Records of the Benevolent Asylum
The surviving records of the Benevolent Asylum cover the admission and discharge of those who spent time there. There are also records of those who did not enter the Asylum but who received help with food and clothing in the form of 'out-relief'
All of these records are now in the custody of the Mitchell Library and are on restricted access. Most have been microfilmed. Access is available to holders of a Mitchell Library Reader's Ticket and a letter of authority from The Benevolent Society.
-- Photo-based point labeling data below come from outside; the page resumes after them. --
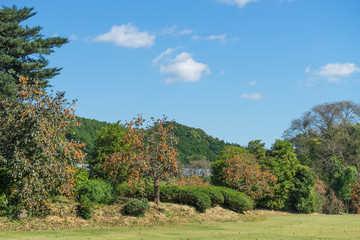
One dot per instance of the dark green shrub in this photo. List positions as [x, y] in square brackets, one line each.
[85, 208]
[136, 207]
[215, 195]
[81, 176]
[236, 201]
[302, 198]
[333, 205]
[171, 194]
[96, 191]
[198, 199]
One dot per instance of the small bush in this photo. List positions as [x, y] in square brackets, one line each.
[333, 205]
[136, 207]
[215, 195]
[81, 176]
[85, 208]
[200, 197]
[96, 191]
[236, 201]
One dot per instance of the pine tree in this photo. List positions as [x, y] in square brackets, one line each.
[22, 50]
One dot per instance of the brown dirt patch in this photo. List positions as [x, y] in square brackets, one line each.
[63, 216]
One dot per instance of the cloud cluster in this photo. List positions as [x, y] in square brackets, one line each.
[332, 72]
[221, 38]
[127, 35]
[239, 3]
[175, 32]
[182, 67]
[252, 96]
[335, 71]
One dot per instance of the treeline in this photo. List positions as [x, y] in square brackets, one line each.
[193, 143]
[314, 168]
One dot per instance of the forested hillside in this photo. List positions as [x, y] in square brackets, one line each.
[86, 132]
[194, 144]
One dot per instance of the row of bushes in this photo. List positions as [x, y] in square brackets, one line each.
[200, 197]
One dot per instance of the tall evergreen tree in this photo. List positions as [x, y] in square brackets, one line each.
[22, 50]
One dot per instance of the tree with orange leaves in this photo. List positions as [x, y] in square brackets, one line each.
[147, 151]
[244, 173]
[36, 160]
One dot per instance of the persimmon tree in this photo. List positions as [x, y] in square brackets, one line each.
[148, 151]
[355, 197]
[243, 172]
[36, 160]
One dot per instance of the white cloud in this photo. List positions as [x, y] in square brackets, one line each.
[73, 37]
[162, 55]
[221, 38]
[183, 32]
[252, 96]
[127, 36]
[335, 71]
[239, 3]
[173, 31]
[181, 68]
[332, 72]
[169, 30]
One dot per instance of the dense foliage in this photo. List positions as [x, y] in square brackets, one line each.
[244, 173]
[195, 144]
[22, 52]
[136, 207]
[85, 132]
[201, 197]
[36, 160]
[147, 152]
[96, 191]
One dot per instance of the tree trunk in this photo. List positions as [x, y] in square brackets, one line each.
[156, 191]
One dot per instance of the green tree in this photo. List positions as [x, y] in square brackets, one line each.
[218, 167]
[257, 149]
[86, 133]
[302, 198]
[343, 182]
[147, 152]
[282, 162]
[22, 51]
[327, 136]
[36, 158]
[108, 141]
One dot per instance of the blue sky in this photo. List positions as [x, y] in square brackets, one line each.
[238, 69]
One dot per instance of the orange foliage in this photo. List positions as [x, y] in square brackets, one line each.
[147, 152]
[34, 148]
[244, 174]
[189, 181]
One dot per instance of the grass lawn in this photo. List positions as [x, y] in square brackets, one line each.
[271, 227]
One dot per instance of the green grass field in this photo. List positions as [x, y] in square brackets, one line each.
[271, 227]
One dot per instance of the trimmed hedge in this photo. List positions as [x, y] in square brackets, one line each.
[136, 207]
[215, 195]
[96, 191]
[236, 201]
[200, 197]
Click here to download the Application Details required by The Benevolent Society.
Remember they are NOT on open access and you will not be able to access these records at the Mitchell Library until you have your letter of permission from The Benevolent Society.
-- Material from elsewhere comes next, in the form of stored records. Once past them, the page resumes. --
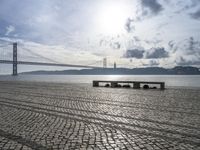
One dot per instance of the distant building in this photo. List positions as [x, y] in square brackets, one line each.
[115, 66]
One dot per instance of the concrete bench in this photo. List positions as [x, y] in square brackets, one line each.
[136, 84]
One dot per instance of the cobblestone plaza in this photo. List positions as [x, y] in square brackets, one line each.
[49, 116]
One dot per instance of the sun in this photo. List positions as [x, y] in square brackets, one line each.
[112, 16]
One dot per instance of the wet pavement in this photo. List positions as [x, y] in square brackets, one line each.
[71, 116]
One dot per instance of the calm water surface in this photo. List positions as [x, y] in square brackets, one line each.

There are many other records relating to the Benevolent Asylum held at the Mitchell which we have not indexed.
The records of the Asylum can be divided into a pre-1851 and post-1851 period. The early records are unindexed and can contain applications for admission, admission and discharge details, births and deaths as well as details of out-relief. All of this information is contained in the Minute Books of the House Committee and of the Acting Committee.
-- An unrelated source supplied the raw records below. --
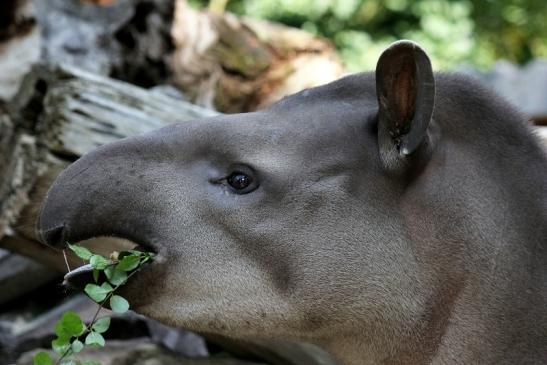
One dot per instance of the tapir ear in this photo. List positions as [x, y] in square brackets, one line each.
[406, 96]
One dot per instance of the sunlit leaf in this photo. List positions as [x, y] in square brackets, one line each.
[118, 304]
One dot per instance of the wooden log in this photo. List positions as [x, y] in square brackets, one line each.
[239, 64]
[63, 112]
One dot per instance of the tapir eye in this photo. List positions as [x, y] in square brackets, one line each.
[240, 182]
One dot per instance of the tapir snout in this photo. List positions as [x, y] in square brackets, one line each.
[370, 216]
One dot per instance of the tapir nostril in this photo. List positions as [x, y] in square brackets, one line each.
[54, 236]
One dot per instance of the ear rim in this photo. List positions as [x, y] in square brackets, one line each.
[395, 144]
From 1852-1913 a series of Inmates Journals record daily information on those housed in the institution. Registers of Admissions and Discharges for the period 1857-1905, which are arranged chronologically, also survive and have been microfilmed. There is a gap in these registers between December 1867-October 1877. A yearly index for the period 1852-1913 is available on microfilm, although it can be difficult to use.
Many other records relating to the Asylum survive and are listed in the Guide to the Records of the Benevolent Society of New South Wales in the MItchell Library, State Library of NSW, compiled by Paul Scifleet in 1996. You can consult this Guide at the Mitchell and it is also held by the Society of Australian Genealogists in its library. You can also elect to purchase your own copy when arranging access to the records with the Benevolent Society.
Fractured Families, Life on the Margins in Colonial New South Wales by Dr Tanya Evans, published in 2015 by UNSW Press, includes examples of many who went through the Sydney Benevolent Asylum and provides an excellent insight into why people in colonial Sydney turned to this institution for help.